Offensichtlich hatte Smö ein Kind, dessen Name "Horken Smö Jr." lautet. Dies lässt entweder von einer ebenso großen Selbstverliebtheit Smös wie bei Mythenmetz schließen, oder aber einer besonderen Verehrung Smös durch die Person, die zusammen mit Smö dieses Kind zeugte.
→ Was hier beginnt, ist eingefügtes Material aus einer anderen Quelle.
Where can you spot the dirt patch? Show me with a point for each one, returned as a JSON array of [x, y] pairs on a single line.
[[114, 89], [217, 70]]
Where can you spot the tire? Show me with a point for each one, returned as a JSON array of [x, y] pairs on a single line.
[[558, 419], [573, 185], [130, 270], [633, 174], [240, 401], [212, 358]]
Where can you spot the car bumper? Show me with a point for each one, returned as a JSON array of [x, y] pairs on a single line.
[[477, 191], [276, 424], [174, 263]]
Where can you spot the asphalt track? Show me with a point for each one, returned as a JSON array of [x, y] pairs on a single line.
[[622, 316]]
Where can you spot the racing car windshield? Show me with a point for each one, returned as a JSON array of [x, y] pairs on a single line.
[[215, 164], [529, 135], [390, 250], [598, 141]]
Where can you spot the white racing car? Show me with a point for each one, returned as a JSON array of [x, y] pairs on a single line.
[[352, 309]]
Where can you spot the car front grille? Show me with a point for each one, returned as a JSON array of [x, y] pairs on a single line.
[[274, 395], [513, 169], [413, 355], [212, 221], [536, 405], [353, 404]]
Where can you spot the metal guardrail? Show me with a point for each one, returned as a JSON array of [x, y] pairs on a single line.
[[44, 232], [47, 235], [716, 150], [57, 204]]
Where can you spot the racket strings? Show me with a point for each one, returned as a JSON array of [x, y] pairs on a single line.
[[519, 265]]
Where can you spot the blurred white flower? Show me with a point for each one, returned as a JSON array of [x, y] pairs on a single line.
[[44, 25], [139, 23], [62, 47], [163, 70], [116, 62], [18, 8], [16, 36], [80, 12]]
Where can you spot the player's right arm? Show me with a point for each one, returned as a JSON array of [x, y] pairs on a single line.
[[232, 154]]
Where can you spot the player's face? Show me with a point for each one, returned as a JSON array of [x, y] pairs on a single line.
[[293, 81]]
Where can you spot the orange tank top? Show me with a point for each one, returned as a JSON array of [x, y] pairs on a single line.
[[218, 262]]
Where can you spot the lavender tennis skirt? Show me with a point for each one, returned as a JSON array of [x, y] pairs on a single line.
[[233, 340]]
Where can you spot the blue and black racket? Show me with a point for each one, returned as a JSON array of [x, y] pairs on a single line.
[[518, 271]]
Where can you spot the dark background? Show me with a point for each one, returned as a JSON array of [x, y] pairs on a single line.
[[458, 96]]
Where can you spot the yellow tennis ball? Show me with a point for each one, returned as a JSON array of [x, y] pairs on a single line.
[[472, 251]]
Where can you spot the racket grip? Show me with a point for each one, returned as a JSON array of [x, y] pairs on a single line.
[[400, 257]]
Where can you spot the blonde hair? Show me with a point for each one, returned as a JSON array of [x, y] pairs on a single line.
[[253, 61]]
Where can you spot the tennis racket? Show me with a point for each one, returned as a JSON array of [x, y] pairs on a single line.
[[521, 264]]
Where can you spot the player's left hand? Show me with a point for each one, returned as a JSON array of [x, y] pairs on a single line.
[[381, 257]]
Horken Smö jr. verfasste eine Biographie über seinen Elternteil mit dem Titel "Horken Smö - Dichter im Schatten - Der verheerende Einfluss des Erfolgs von Hildegunst von Mythenmetz auf das Gesamtwerk von Horken Smö". Bereits der Name des Werkes scheint darauf hinzudeuten, dass, zumindest von Horken Smö jr., Mythenmetz leidenschaftlich die Schuld daran zugeschoben wird, dass Horken Smö nicht der größte Schriftsteller Zamoniens wurde.
Doch diese Kritik scheint unberechtigt, da Smö wohl ein ganz gutes Leben geführt haben muss. Beruflicher Erfolg, eine Familie und auch ein eigener Verlag, denn das oben erwähnte Werk seines Kindes erschien im "Smö-Verlag".[8]
Quellenangaben
- ↑ Ensel und Krete, Von der Lindwurmfeste zum Bloxberg , Gralsund, S. 233f.
- ↑ Ensel und Krete, III. Das Haus , S. 204f.
- ↑ Ensel und Krete, Von der Lindwurmfeste zum Bloxberg , Gralsund, S. 234f.
- ↑ Ensel und Krete, Von der Lindwurmfeste zum Bloxberg , S. 233.
- ↑ Ensel und Krete, Von der Lindwurmfeste zum Bloxberg , Der sprechende Ofen, S. 245.
- ↑ Ensel und Krete, Von der Lindwurmfeste zum Bloxberg , Gralsund, S. 234.
- ↑ Ensel und Krete, III. Das Haus , S. 204f.
- ↑ Ensel und Krete, Von der Lindwurmfeste zum Bloxberg , Gralsund, S. 234.